Father Bernardo Cervellera is director of AsiaNews, an agency that, together with other Internet sites, supported the international campaign that led to the release of Brian Savio O’Connor, an Indian citizen who was accused, tortured and imprisoned in Riyadh for alleged «Christian evangelization.»

After his release, O’Connor warned that «in Saudi prisons there are still many other Brians waiting for help.»

Currently, about 8 million foreigners work in Saudi Arabia, where «public expression is allowed only to Islam, and Wahhabite Islam» at that, explained Father Cervellera, a member of the Pontifical Institute of Foreign Missions.

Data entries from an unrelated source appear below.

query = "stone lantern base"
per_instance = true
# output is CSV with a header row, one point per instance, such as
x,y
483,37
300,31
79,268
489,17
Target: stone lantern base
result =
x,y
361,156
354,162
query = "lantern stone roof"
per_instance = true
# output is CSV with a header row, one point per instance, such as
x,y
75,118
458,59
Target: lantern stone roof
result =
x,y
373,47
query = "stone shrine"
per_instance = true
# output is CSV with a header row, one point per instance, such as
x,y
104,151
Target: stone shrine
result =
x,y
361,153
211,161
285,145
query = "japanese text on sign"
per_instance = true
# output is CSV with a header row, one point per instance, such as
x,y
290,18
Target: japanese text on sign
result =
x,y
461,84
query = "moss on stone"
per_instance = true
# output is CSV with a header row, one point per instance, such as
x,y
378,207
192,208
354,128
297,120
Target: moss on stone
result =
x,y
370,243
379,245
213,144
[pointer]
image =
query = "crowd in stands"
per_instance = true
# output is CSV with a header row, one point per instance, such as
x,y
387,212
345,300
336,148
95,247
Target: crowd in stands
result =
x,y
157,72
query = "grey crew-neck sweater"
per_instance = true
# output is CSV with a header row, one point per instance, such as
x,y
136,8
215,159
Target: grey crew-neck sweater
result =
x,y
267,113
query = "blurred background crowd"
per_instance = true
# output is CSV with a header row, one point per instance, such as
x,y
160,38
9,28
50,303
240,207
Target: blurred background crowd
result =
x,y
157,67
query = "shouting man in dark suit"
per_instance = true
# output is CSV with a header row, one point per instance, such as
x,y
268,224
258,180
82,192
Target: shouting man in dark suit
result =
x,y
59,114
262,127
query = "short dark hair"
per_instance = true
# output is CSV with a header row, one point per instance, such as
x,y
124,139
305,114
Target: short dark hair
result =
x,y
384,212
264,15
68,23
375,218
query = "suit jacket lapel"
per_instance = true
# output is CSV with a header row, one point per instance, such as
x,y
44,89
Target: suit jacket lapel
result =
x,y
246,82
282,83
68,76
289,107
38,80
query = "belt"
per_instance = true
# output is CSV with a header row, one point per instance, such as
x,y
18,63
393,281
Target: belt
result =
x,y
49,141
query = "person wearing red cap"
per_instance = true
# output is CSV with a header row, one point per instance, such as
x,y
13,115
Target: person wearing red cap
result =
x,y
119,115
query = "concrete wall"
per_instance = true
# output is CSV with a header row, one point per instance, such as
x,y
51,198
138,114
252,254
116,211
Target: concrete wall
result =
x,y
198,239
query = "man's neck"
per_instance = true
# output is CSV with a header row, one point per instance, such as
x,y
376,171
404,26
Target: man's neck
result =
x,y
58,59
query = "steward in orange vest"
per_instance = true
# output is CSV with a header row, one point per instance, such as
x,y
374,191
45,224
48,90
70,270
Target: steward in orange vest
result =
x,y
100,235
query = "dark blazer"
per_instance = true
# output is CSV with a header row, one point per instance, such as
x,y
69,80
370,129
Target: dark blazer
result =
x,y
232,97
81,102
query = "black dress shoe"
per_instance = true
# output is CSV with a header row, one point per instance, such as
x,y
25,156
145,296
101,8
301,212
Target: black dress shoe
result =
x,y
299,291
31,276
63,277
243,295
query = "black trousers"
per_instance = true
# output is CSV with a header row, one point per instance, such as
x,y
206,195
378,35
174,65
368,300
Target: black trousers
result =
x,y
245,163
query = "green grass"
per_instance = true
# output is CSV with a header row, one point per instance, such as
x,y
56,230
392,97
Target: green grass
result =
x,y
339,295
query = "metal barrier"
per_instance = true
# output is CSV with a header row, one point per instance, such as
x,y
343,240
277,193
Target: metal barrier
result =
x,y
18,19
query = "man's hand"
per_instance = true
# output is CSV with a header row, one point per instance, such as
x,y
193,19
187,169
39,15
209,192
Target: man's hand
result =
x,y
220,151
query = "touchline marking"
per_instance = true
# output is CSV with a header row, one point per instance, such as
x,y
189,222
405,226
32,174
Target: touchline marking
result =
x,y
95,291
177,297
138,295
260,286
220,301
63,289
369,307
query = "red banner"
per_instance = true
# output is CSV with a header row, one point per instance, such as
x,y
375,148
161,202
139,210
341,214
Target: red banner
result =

«Until a few years ago a Christian was prohibited from praying even in private,» he told Vatican Radio. «Now, instead, because of international pressure, the Saudi princes have given Christians permission to pray at least in private, and to be able to meet.

«Sadly, however, the police and most of Saudi society do not accept this liberalization, so Christians are arrested.»

Father Cervellera continued: «Over the years, there have been very many cases of people who have been arrested, tortured and, under international pressure, released, or in any case, expelled.»

«It is not well-known what happens in Saudi prisons,» the missionary said. «Brian was tortured for hours, made to hang with his head down, and beaten. They say his head was used as a football.»

He stressed that one «must not be afraid to denounce this situation, because Arabia, which among other things is an oil country, a rich country, cannot treat foreigners this way, taking advantage of their work, without allowing them the freedom to profess their faith.»